Context
The company sells access to a sort of cash register web application. Access to the application is given through a VPN. The VPN entrypoint for the clients is a Soekris board running Voyage Linux (a trimmed down version of Debian). These boards have run for 3 years MySQL with replication and a RoR application stack.
The storage support for these boards is a Compact Flash 4GB card.
The problem
We are getting regular errors and random application crashes on these boards. The most frequent errors are the following :
Aug 24 14:54:44 box45 puppetd[3669]: Could not run Puppet::Network::Client::Master: Stale NFS file handle - /var/lib/puppet/state/state.yaml
Aug 24 13:37:01 box76 kernel: [ 2091.575622] EXT2-fs error (device hda1): read_block_bitmap: Cannot read block bitmap - block_group = 30, block_bitmap = 983040
If these were HDD-based, I would run SMART monitoring tools to check for bad sectors and general disk health. Except, due to them being CF cards, I am in the dark and have difficulty measuring how bad (or good !) the situation is.
What can I do to monitor the health of these cards and measure their health ? I insist on "measure" as I need to give some hard facts that will eventually motivate the change of all the CF cards.
And to make things a little more complex, I do not have physical access to the Soekris boards so all this needs to be remote.

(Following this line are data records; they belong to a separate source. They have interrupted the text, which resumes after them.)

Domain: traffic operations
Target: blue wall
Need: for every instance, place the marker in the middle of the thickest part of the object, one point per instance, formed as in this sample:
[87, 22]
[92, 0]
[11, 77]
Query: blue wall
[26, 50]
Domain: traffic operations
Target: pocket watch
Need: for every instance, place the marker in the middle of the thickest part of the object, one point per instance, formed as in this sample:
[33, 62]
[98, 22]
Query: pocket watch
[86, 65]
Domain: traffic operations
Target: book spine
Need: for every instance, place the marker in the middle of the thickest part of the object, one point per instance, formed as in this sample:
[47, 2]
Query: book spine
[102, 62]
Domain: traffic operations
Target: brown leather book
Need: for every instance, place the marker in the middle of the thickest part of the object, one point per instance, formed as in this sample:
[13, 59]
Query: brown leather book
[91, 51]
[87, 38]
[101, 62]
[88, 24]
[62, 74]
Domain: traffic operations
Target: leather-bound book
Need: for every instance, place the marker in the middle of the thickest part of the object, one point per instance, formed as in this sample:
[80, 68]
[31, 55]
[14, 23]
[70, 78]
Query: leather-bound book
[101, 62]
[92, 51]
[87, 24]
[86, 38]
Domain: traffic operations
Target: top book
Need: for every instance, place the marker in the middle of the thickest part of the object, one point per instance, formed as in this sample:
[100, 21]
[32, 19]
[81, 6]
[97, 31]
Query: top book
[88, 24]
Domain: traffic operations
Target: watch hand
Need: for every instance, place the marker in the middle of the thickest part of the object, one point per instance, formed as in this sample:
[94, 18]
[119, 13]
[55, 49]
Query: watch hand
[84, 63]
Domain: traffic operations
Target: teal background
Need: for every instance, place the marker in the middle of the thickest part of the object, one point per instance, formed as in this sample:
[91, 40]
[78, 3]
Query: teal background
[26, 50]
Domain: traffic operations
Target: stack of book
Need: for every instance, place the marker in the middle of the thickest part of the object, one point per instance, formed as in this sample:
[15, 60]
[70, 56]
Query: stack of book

The error seems to point pretty solidly to a problem with a section of the CF card media. If it has been running for some time without any problems and now it's giving these issues, I'd think that the card has started going bad. Easiest way to test is to send a tech out with a replacement card and swap it out, especially if you're seeing this on a limited number of the systems. All media have lifespans and failure rates; the more read/write cycles you have going to the cards the sooner they'll die.
Another thing to look at: are the errors in reading near the same spot(s) each time? That would tell me it's probably a bad cell as well in a specific part of the card.
I don't know if fsck would work the same way on these cards or not. My first inclination seeing that error is to replace it.
Why in the world would you run things off of CF cards? Use solid state media (meant for the purpose) if you need flash storage. CF cards are not made with technical standards to include monitoring. The most you can do is a checkdisk and check it for bad sectors.